Basically, subjects and targets may only be TLS MITM-ed at certain times of day based upon what earlier metadata points to.

Example: nah, too many.

SpaceLifeForm August 6, 2019 7:36 PM

@A90210

NRA, Blackmail. Connect your own dots.

Note that MM did not make the trip to moscow on 2018-07-04.

You did not read between the dots and my intel reason for making the point.
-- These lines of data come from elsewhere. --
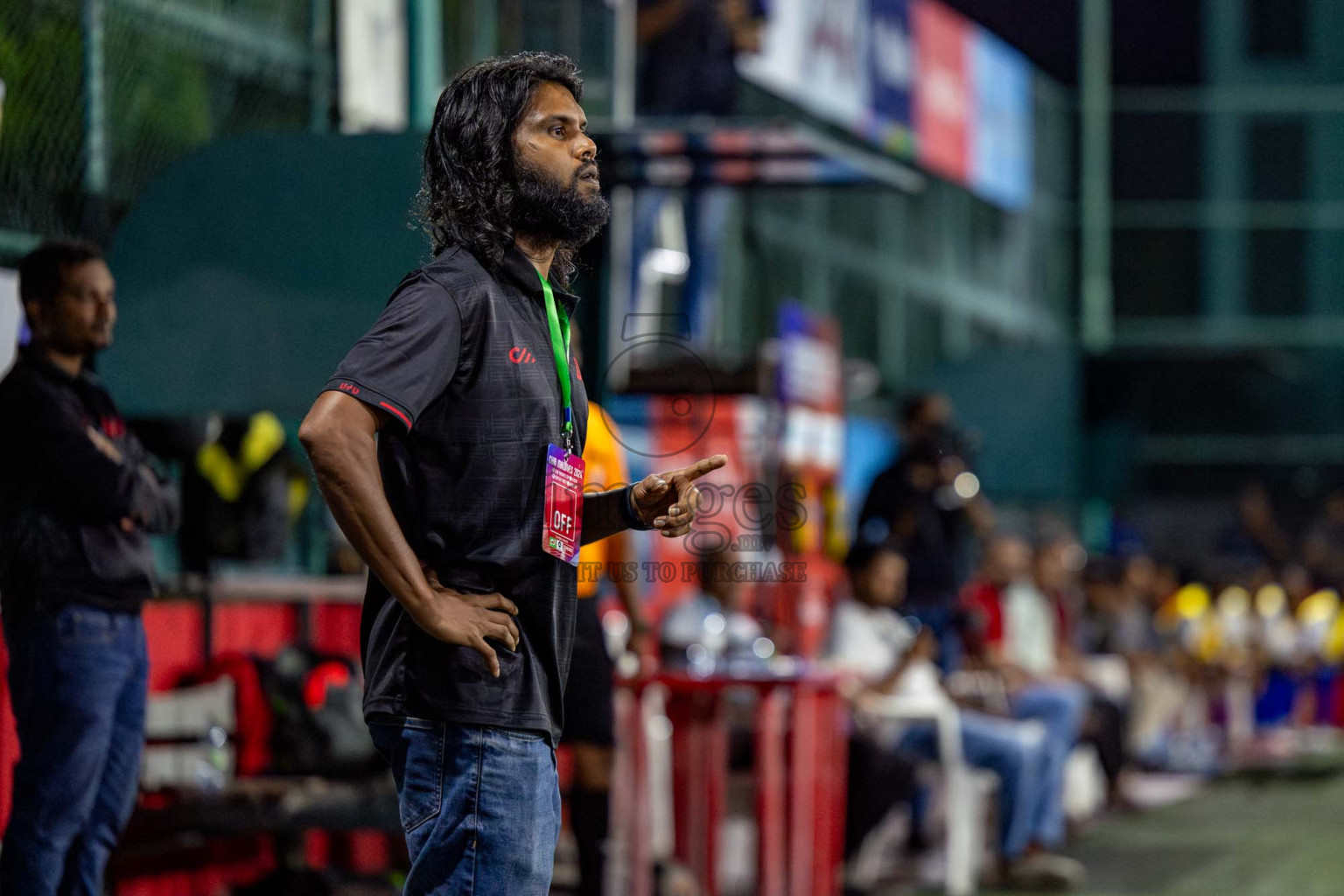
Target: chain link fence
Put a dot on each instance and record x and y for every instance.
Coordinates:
(101, 95)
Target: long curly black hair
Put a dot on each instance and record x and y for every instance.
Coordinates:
(468, 185)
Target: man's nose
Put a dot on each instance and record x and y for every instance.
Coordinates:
(586, 148)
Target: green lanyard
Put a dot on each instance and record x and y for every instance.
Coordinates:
(561, 349)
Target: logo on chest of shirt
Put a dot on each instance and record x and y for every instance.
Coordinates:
(112, 426)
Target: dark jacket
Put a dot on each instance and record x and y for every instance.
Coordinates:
(63, 501)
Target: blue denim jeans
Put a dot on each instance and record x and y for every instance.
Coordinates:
(1015, 754)
(78, 685)
(1060, 707)
(480, 806)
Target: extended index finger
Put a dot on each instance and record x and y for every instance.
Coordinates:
(707, 465)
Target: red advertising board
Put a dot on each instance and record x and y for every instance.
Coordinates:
(942, 95)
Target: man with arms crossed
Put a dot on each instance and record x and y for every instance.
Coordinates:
(437, 444)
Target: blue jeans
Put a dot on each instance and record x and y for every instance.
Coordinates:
(78, 684)
(1015, 754)
(1060, 707)
(480, 806)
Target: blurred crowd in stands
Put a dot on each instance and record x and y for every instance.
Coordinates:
(1040, 653)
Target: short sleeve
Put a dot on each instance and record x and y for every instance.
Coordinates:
(409, 356)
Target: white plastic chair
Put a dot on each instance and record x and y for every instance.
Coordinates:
(967, 788)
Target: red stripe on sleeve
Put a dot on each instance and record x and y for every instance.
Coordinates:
(402, 416)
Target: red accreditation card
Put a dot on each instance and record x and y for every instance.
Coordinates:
(564, 504)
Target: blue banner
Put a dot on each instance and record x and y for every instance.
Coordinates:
(1002, 122)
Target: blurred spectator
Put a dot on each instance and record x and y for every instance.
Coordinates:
(715, 622)
(1010, 615)
(687, 50)
(78, 500)
(1254, 537)
(589, 693)
(1323, 550)
(686, 69)
(894, 655)
(932, 502)
(1054, 572)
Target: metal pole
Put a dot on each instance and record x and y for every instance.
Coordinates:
(1097, 316)
(95, 101)
(624, 65)
(320, 50)
(621, 228)
(425, 22)
(486, 18)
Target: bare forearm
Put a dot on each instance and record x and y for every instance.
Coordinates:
(654, 20)
(602, 514)
(620, 554)
(348, 477)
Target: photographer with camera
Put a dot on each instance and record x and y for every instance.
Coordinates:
(932, 501)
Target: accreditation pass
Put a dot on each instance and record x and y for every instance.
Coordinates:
(564, 504)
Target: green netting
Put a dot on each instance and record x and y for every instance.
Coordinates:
(173, 75)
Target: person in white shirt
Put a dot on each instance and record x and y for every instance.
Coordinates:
(889, 655)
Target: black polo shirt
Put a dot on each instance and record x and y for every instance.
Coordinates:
(461, 359)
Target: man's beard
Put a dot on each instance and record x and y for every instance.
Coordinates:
(553, 211)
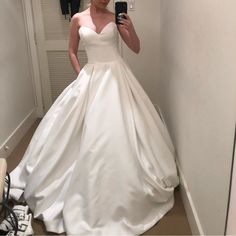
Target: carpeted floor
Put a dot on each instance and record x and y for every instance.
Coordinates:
(173, 223)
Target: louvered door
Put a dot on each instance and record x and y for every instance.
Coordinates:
(51, 35)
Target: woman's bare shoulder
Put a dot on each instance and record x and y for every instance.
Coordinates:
(110, 14)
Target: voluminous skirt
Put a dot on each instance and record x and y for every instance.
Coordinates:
(101, 161)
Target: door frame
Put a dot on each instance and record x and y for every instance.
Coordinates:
(33, 54)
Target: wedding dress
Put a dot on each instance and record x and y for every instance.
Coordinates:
(101, 161)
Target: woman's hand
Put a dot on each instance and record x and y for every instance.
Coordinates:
(128, 34)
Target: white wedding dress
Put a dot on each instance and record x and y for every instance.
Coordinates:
(101, 161)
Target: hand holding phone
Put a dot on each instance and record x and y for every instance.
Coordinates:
(120, 7)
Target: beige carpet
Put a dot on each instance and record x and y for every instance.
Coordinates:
(173, 223)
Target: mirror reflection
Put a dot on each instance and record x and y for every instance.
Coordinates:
(117, 123)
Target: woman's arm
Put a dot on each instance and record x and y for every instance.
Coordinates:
(128, 34)
(74, 43)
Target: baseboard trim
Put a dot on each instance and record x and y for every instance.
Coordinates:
(189, 206)
(15, 137)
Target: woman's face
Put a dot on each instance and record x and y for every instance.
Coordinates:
(100, 3)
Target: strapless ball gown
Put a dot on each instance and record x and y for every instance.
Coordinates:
(101, 161)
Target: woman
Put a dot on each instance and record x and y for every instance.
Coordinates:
(101, 161)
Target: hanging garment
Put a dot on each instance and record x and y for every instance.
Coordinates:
(70, 7)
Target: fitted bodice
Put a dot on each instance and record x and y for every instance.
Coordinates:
(100, 47)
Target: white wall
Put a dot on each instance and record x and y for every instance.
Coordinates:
(198, 97)
(231, 226)
(16, 88)
(145, 65)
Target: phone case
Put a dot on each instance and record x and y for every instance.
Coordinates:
(120, 7)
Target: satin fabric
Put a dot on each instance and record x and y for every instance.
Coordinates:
(101, 161)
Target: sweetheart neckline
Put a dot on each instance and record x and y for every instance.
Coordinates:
(98, 33)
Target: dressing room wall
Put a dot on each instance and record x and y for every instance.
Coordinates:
(16, 88)
(146, 19)
(198, 96)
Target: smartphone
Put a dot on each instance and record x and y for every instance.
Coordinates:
(120, 7)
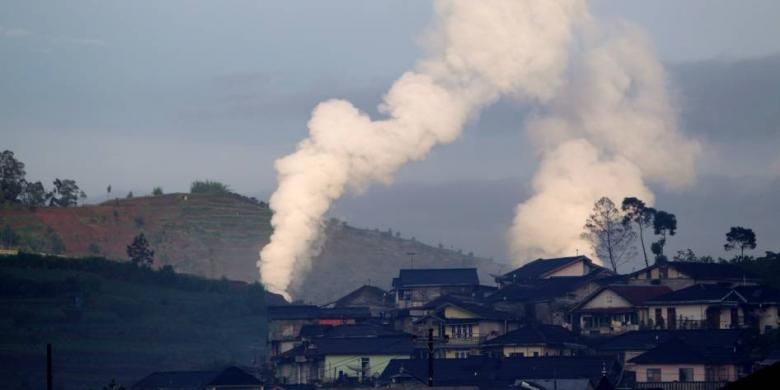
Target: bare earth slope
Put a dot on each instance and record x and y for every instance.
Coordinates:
(220, 236)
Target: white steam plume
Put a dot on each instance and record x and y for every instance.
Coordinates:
(480, 51)
(610, 128)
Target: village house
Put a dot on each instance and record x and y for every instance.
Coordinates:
(681, 274)
(464, 325)
(678, 361)
(614, 309)
(533, 341)
(343, 354)
(416, 287)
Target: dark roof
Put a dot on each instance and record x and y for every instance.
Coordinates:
(436, 277)
(539, 289)
(759, 294)
(232, 376)
(699, 293)
(381, 295)
(539, 268)
(709, 271)
(394, 345)
(293, 312)
(480, 310)
(536, 334)
(494, 373)
(676, 351)
(644, 340)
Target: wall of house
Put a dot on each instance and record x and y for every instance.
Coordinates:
(350, 365)
(575, 269)
(607, 299)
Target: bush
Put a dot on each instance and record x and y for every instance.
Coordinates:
(209, 187)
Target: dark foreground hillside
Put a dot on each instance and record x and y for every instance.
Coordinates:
(220, 235)
(109, 320)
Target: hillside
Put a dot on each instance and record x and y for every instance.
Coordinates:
(220, 236)
(108, 320)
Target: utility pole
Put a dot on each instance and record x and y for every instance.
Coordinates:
(430, 357)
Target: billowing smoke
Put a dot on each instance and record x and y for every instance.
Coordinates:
(610, 127)
(479, 51)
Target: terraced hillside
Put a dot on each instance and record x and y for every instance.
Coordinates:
(219, 236)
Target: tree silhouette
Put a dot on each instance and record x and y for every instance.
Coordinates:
(139, 252)
(664, 223)
(637, 212)
(742, 238)
(610, 237)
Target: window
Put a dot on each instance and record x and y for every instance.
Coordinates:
(686, 375)
(653, 374)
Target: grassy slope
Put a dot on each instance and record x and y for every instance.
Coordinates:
(221, 235)
(131, 322)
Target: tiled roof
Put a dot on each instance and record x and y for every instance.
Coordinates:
(539, 268)
(643, 340)
(535, 335)
(676, 351)
(496, 373)
(699, 293)
(436, 277)
(231, 376)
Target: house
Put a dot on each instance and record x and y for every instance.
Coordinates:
(631, 344)
(285, 322)
(700, 306)
(548, 300)
(351, 356)
(465, 325)
(374, 298)
(416, 287)
(535, 340)
(232, 378)
(678, 361)
(681, 274)
(549, 268)
(614, 309)
(495, 373)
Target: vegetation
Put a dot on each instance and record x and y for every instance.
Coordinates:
(139, 253)
(740, 238)
(208, 187)
(610, 237)
(111, 320)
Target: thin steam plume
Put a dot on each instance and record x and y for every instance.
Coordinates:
(610, 129)
(480, 50)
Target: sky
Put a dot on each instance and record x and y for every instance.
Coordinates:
(160, 93)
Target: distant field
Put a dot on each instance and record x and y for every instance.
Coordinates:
(220, 235)
(109, 320)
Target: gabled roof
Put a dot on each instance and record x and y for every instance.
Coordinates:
(536, 335)
(539, 289)
(540, 268)
(381, 295)
(676, 351)
(231, 376)
(700, 293)
(634, 295)
(644, 340)
(436, 277)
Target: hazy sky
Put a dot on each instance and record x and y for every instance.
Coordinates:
(137, 94)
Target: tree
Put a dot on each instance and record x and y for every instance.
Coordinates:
(65, 193)
(610, 237)
(34, 195)
(208, 187)
(139, 252)
(11, 177)
(664, 223)
(637, 212)
(742, 238)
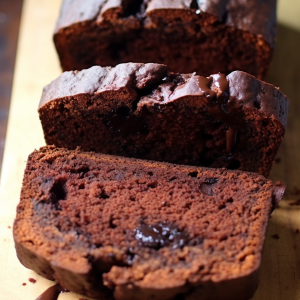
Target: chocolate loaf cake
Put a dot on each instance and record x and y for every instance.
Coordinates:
(187, 35)
(104, 225)
(143, 111)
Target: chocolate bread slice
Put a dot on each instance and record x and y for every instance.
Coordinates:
(103, 225)
(143, 111)
(187, 35)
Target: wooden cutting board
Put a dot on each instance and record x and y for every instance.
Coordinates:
(37, 65)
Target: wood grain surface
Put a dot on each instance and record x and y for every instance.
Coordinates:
(37, 65)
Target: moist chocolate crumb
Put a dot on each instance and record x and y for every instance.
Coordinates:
(90, 202)
(197, 121)
(275, 236)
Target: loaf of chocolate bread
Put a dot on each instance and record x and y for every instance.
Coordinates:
(143, 111)
(187, 35)
(102, 225)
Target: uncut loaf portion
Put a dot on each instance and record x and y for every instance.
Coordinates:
(187, 35)
(144, 111)
(107, 226)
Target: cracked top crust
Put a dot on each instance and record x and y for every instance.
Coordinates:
(255, 16)
(130, 78)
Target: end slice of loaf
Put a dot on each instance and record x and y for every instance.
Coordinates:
(144, 111)
(107, 226)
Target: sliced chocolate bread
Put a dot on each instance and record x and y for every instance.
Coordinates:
(143, 111)
(187, 35)
(108, 226)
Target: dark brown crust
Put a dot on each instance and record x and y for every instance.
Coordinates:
(96, 80)
(56, 254)
(239, 14)
(240, 34)
(100, 92)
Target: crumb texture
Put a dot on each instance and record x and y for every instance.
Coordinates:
(144, 111)
(107, 226)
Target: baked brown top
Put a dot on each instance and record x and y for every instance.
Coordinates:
(135, 77)
(255, 16)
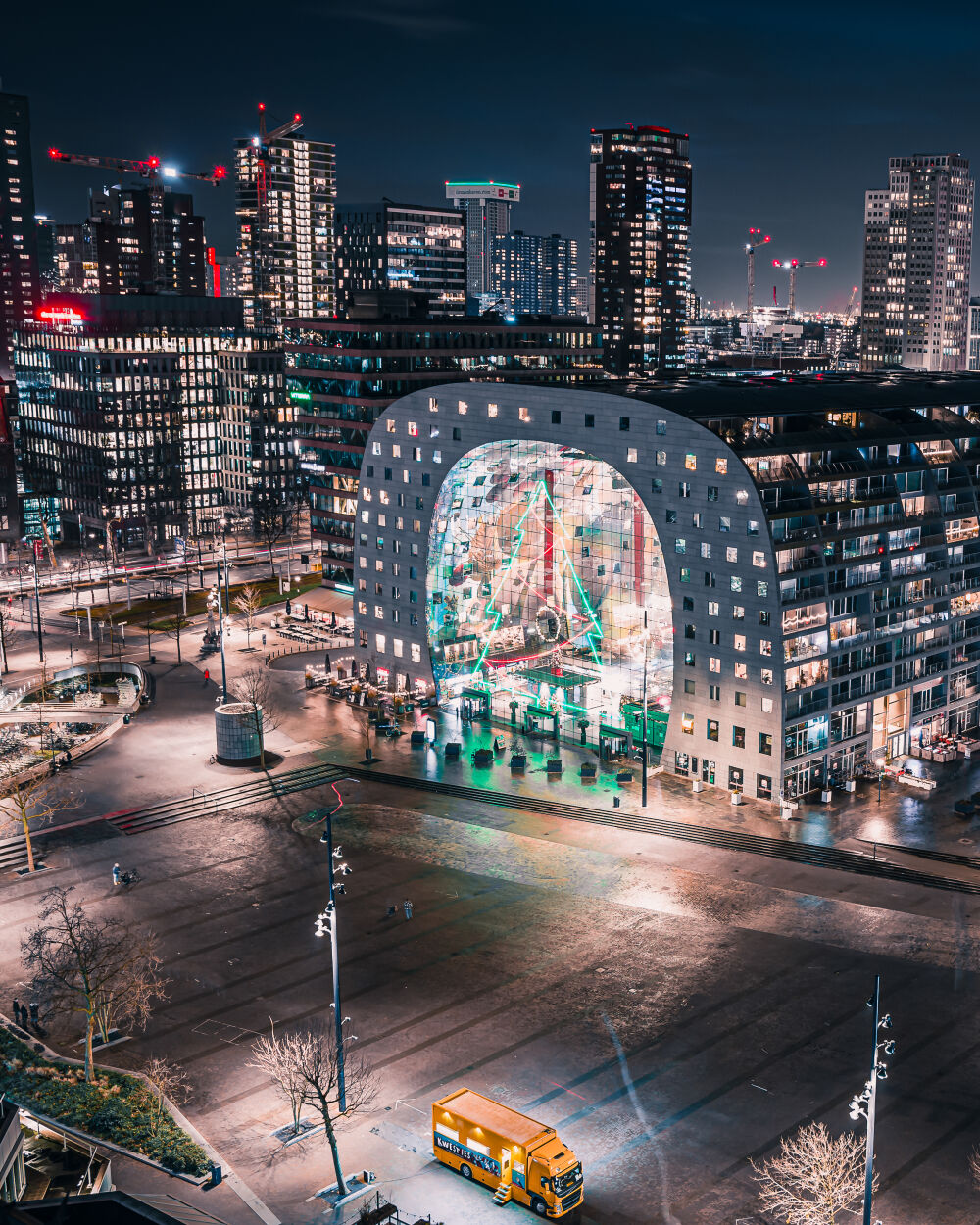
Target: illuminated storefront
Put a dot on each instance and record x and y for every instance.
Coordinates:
(547, 598)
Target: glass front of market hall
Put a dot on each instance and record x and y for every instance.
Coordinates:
(548, 601)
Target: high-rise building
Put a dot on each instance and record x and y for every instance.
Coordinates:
(284, 196)
(150, 415)
(973, 337)
(132, 243)
(342, 373)
(916, 266)
(640, 202)
(534, 272)
(20, 292)
(387, 245)
(488, 212)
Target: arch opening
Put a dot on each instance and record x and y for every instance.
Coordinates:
(548, 603)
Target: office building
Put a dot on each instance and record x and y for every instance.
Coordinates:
(795, 571)
(413, 248)
(640, 204)
(973, 337)
(488, 212)
(148, 415)
(20, 290)
(535, 273)
(916, 265)
(341, 375)
(284, 196)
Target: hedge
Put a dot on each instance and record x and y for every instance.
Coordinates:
(118, 1107)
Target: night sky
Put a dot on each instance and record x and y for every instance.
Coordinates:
(793, 111)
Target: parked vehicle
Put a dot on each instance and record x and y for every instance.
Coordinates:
(520, 1157)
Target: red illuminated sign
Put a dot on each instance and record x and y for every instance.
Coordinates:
(60, 315)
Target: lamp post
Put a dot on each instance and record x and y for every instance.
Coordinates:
(326, 924)
(862, 1103)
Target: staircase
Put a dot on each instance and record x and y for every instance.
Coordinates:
(503, 1195)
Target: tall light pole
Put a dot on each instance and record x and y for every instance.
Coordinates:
(326, 922)
(862, 1103)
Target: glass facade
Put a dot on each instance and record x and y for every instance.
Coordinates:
(548, 598)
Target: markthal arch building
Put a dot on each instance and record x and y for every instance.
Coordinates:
(779, 579)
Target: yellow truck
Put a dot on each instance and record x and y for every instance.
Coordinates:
(522, 1159)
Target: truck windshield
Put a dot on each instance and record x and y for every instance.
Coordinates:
(569, 1179)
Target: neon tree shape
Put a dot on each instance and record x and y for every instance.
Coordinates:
(592, 627)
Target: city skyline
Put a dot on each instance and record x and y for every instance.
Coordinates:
(719, 87)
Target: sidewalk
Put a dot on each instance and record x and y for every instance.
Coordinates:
(922, 819)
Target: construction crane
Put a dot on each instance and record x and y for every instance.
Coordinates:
(844, 326)
(261, 245)
(755, 239)
(155, 175)
(793, 268)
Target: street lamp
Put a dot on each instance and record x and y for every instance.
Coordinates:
(862, 1103)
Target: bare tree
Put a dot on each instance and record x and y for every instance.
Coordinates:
(102, 968)
(309, 1058)
(273, 522)
(366, 729)
(168, 1081)
(814, 1179)
(255, 690)
(249, 602)
(28, 799)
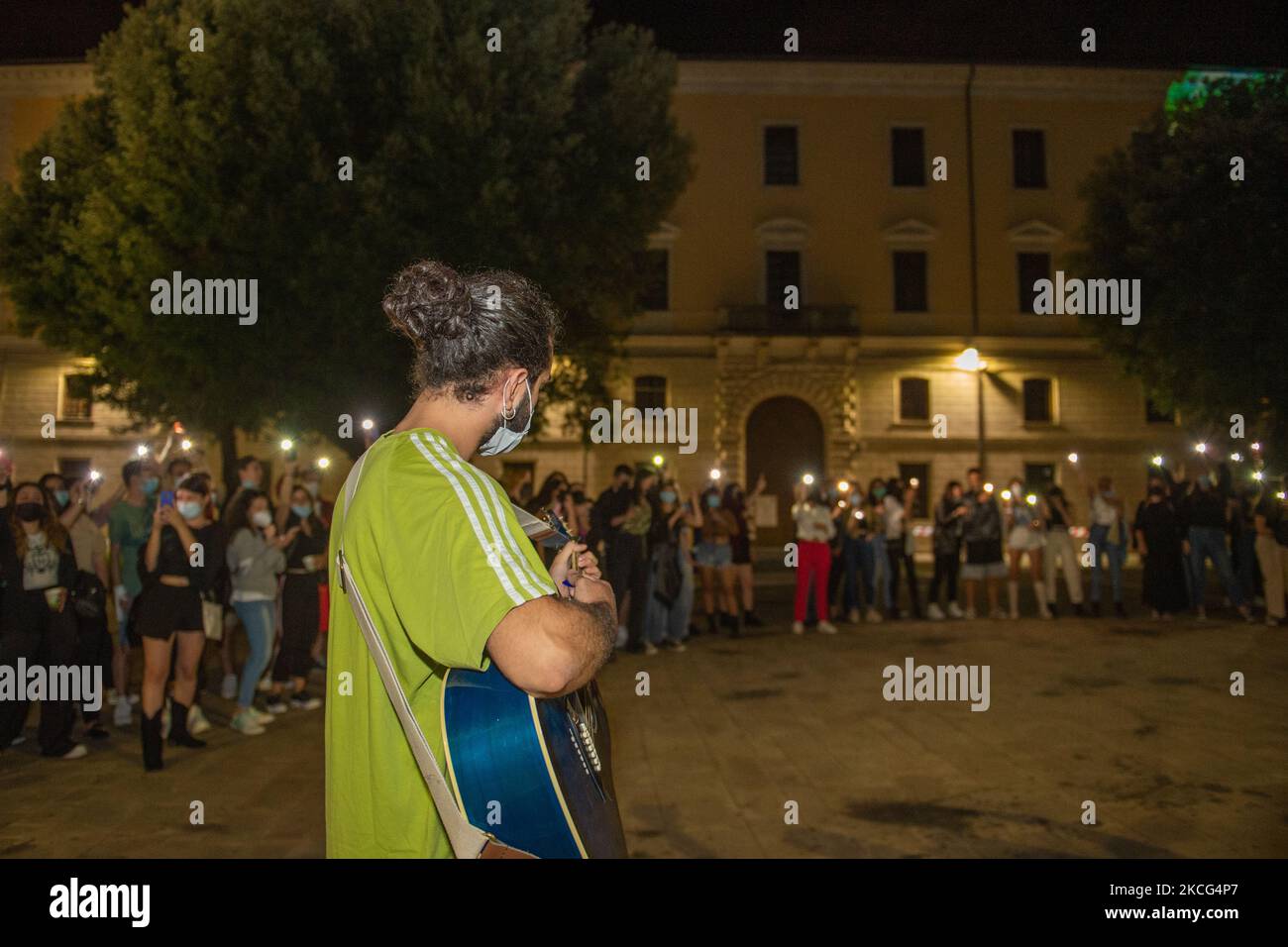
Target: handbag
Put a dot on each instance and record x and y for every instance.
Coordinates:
(89, 595)
(213, 620)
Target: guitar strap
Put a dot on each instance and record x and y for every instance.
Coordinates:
(468, 841)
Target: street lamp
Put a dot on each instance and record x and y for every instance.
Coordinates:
(970, 361)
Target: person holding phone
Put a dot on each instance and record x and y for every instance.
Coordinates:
(256, 561)
(38, 567)
(181, 560)
(305, 549)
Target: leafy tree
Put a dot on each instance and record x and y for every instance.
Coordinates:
(226, 163)
(1211, 254)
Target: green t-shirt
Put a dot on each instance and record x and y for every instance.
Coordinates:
(129, 526)
(439, 557)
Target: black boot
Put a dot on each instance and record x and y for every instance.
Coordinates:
(151, 731)
(179, 735)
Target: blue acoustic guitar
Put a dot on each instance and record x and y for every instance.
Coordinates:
(532, 772)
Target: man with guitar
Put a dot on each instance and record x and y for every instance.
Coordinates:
(445, 570)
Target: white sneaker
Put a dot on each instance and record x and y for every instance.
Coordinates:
(197, 722)
(243, 722)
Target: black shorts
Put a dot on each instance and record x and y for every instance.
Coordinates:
(983, 552)
(165, 609)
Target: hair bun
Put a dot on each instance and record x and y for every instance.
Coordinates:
(429, 300)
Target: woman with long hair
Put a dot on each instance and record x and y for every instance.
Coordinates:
(713, 556)
(814, 532)
(305, 573)
(1025, 525)
(256, 561)
(180, 562)
(739, 545)
(38, 567)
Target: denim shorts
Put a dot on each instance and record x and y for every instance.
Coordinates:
(712, 554)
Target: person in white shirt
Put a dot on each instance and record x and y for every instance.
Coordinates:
(1108, 540)
(814, 532)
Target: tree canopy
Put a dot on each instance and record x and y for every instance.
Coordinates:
(227, 163)
(1206, 236)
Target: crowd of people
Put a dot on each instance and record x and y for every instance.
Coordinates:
(854, 549)
(854, 545)
(162, 566)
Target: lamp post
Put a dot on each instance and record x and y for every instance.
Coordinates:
(970, 361)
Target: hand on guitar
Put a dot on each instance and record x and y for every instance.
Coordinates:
(563, 570)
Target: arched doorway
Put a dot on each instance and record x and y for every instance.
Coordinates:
(785, 441)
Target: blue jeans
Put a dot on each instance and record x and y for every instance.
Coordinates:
(880, 573)
(1209, 543)
(1117, 556)
(671, 621)
(261, 625)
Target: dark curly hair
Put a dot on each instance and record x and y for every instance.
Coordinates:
(467, 329)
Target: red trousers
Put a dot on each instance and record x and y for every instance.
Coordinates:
(815, 561)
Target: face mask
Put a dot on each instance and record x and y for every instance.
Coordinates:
(502, 440)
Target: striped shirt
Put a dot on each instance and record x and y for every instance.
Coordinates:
(439, 556)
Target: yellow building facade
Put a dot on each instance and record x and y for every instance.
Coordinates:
(906, 204)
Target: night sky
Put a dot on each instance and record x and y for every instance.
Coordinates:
(1128, 33)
Are you Guccifer2 in reality?

Cause your zip says you are.

Bong-Smoking Primitive Monkey-Brained Spook August 7, 2019 8:49 AM

Crap! Another tweet. We lost 50% of our wealth!
Lesson learned! Next president is likely going to be a “Snapchat” or a “WhatsApp” president. Backdoor them!

C U Anon August 7, 2019 10:25 AM

@ BS PM BS,

Lesson learned! Next president is likely going to be a “Snapchat” or a “WhatsApp” president. Backdoor them!

Hey ev’bdy has to unload some times. The larger the sack of cr4p the more 5h1t they have to unload.

Maybe we should get them a proper cat to kick, mind you sometimes the feline bites back,

https://m.youtube.com/watch?v=oaw-savyK0s

Bong-Smoking Primitive Monkey-Brained Spook August 7, 2019 12:30 PM

@C U Anon:

mind you sometimes the feline bites back,

What a nasty mishap. Not 🙂

berber August 9, 2019 11:08 AM

Facebook should be broken up.

Also we need a Bill of Rights to protect us from corporate abuse, esp by tech companies. Corporations should not be allowed to abridge free speech on their platforms for any reason.

The 1st amendment is irrelevant when nearly all public speech is carried out on corporate-owned platforms.

Corporations should be excluded from 14th amendment protections. If you don’t like it, don’t incorporate your business. Run it as a proprietorship and accept the risk. The liability protection offered by a corporation is a privilege granted by law, not some natural right.